Native Ad Data API: Programmatic Access to Live Native Creatives
Most native ad intelligence is locked behind a dashboard, so here is how analysts and data teams pull live creatives, the real advertiser, supply-chain hops, and landing pages as structured records over an API.

If you have ever tried to do real analysis on native advertising, you know the wall. The intelligence exists, but it is trapped behind a dashboard. You can browse one creative at a time, eyeball a handful of advertisers, maybe export a CSV that is already stale by the time it finishes downloading. What you cannot do is treat native ad data the way you treat every other dataset in your stack: query it, join it, schedule it, pipe it into a model.
This guide is for the people who want the data, not the dashboard. Analysts building competitive trackers. Data teams enriching a CRM. Quants backtesting creative angles. And, increasingly, the AI agents doing that work without a human in the loop. The question is plain. How do you get live native creatives, the supply chain behind them, and the landing pages they point to as clean, structured records over an API?
For scale, here is what one neutral index looks like right now: 589,036 creatives, 5.4 million ad observations, 25,933 distinct advertisers, and 926,259 captured landing pages across 42 networks (OpenAdLibrary, June 2026). That is the size of the haystack. The job of an API is to hand you exactly the needles you asked for.
What a native ad data API actually returns#
A native ad data API is an endpoint that returns native advertising intelligence as machine-readable records instead of a web page. Each record bundles the creative (image and headline), the publisher and network that served it, the supply-chain hops behind the placement, the landing page the click resolves to, and timing signals like first-seen and last-seen dates.

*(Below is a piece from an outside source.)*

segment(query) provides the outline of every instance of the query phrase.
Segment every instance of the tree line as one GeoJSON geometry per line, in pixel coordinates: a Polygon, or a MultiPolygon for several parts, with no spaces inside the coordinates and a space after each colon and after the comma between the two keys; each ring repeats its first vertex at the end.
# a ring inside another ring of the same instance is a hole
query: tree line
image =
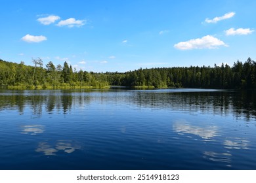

You filter, join, and aggregate it like any database table.
That tidy definition hides a lot of engineering. Unlike a search ad or a Meta ad sitting in an official library, a native placement is rendered by a native ad widget, the "Recommended for you" or "Around the web" strip at the bottom of articles. Those widgets are dynamic, geo-targeted, and personalized. That is exactly why a single static scrape misses most of the inventory. A real dataset has to capture across geos and over time, then deduplicate down to a stable creative.

Finance is the single biggest native vertical in the index, with 17,232 creatives, just ahead of insurance (15,629) and health (14,895). The ad above is a textbook example of the genre: a deadline, a vague authority, and a dollar number. It had been running 13 days when we last saw it, which tells you more about its profitability than any focus group could.
The four data layers, and why most tools only give you one#
Think of native ad data as four stacked layers. Most legacy tools surface the top layer and stop. The value compounds as you go down.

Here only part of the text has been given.